I am studying Complex Analysis and I need to compute the residue of $f(z) = exp (1 + \frac{1}{z})$ on $z_0=0$
I Tried for Taylor Series,that is, $exp (1 + \frac{1}{z}) = \displaystyle \sum_{n=0}^{\infty} \frac{1}{n!} \left(1+\frac{1}{z}\right)^n$ and I need to rewrite that sum like Laurent Series , so the residue is the constant ''a'' that appears multiplying $\frac{1}{z-0}$, but I can't separate the expressions and I don't believe that the binomial theorem is the way.

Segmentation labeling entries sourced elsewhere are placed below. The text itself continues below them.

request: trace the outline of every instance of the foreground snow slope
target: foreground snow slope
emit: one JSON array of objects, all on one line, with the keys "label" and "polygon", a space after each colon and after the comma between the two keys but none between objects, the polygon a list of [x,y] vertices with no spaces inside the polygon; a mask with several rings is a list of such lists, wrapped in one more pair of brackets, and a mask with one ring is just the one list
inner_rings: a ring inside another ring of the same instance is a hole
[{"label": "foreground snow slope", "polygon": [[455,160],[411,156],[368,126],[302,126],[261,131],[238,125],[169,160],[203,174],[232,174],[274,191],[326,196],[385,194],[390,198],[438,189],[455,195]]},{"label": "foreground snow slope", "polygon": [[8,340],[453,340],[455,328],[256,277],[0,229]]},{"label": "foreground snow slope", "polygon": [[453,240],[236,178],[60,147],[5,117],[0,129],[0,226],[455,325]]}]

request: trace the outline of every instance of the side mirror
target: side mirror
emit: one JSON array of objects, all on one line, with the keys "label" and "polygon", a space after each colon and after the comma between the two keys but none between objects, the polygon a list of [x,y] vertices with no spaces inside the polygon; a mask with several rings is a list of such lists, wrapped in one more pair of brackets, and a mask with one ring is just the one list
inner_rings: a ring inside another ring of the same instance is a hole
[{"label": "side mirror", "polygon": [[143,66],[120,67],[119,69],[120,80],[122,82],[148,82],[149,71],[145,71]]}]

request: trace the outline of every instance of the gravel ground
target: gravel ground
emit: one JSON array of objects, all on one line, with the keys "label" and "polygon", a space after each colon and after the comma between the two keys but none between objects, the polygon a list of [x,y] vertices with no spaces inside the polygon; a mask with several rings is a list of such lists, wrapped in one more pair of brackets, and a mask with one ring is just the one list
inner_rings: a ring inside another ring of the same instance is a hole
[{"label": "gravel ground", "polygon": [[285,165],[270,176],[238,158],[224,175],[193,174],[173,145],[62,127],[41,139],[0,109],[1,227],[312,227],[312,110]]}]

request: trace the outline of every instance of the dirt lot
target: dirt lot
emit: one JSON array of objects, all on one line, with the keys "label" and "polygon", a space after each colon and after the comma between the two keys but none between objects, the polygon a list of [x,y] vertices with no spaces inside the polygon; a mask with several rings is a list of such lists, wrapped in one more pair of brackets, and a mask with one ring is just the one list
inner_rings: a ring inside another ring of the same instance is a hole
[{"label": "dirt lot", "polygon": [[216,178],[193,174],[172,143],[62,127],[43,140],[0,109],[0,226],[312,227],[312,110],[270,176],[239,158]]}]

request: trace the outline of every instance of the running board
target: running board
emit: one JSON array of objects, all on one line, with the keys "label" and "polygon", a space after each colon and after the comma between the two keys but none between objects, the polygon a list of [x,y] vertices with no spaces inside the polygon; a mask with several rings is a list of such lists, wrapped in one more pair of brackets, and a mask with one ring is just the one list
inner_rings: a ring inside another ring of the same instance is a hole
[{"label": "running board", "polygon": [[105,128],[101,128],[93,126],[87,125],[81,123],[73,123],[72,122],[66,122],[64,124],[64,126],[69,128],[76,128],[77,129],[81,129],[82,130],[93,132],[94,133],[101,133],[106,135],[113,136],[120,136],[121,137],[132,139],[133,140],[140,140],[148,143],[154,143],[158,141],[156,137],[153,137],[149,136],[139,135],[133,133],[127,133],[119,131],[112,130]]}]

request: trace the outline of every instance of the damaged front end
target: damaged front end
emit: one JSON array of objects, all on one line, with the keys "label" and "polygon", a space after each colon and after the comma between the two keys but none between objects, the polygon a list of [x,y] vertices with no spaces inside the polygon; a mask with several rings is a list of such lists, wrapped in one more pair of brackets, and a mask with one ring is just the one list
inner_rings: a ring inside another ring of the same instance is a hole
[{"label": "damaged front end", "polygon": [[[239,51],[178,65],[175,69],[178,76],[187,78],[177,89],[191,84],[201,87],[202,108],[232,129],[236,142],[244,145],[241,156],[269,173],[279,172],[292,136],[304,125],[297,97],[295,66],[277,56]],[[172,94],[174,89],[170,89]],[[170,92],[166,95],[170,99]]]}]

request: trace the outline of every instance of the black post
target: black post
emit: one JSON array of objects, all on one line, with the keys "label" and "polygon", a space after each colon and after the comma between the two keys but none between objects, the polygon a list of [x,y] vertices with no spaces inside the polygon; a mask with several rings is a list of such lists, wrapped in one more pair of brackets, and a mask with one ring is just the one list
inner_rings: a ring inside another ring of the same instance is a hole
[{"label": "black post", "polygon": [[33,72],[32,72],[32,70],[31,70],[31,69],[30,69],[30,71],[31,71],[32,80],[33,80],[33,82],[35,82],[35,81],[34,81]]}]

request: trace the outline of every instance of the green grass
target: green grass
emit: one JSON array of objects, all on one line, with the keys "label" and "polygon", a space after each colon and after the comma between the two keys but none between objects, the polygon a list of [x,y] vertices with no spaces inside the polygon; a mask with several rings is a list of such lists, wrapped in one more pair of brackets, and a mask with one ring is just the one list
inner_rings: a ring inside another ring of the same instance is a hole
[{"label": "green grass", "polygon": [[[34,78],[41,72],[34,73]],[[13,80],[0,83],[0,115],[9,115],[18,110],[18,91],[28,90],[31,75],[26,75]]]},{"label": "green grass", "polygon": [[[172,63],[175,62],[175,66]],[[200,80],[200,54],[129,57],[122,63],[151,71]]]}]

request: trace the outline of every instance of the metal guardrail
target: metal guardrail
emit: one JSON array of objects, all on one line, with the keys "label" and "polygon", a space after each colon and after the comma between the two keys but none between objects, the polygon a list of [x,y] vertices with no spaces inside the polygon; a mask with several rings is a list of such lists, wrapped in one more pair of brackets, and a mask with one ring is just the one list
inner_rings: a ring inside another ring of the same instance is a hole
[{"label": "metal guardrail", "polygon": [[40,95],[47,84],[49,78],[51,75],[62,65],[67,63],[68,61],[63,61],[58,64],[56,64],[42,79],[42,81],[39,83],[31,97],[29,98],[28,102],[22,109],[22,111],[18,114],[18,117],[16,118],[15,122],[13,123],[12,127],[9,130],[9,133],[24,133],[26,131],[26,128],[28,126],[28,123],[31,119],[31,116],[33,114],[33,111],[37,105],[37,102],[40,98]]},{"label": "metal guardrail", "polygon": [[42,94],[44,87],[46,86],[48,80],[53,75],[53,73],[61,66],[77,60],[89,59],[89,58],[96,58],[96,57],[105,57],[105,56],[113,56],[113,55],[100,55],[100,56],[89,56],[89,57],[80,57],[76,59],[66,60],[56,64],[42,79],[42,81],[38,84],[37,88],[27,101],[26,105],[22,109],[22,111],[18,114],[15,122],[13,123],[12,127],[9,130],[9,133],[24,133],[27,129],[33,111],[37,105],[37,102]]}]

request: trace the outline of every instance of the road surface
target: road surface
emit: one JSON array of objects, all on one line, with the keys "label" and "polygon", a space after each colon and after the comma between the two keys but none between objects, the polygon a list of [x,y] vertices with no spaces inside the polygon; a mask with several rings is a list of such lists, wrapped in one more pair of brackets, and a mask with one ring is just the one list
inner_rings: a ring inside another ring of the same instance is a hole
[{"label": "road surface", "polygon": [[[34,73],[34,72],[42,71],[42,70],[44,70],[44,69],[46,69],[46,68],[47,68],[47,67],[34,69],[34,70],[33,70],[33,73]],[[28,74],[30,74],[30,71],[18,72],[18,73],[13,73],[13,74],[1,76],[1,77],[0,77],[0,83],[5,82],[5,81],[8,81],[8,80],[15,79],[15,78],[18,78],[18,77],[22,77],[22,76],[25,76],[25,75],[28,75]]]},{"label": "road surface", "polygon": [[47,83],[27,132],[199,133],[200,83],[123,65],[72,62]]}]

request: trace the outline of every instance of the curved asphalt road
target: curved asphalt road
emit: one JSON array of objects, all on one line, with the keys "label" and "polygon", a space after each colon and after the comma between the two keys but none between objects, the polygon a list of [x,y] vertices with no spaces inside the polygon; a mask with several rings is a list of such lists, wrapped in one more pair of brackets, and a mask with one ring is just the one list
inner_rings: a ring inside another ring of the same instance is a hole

Then I think that I will use the formula $Res[f,0] = \frac{1}{(k-1)!} \displaystyle \lim_{z \to 0} \frac{d^{k-1}}{dz^{k-1}}z^kf(z)$, where $k$ is the order of pole $z=0$, but I need to find the order of $z_0=0$ and this is impossíble...
Then, How to solve it?
Note $e^\left(1+\frac{1}{z}\right)=e . e^{\frac{1}{z}}$. Now do the Laurent series for $e^{1/z}$ as $\sum_{n=0}\frac{1}{n!}\left(\frac{1}{z}\right)^n$. Hopefully now you will get the residue.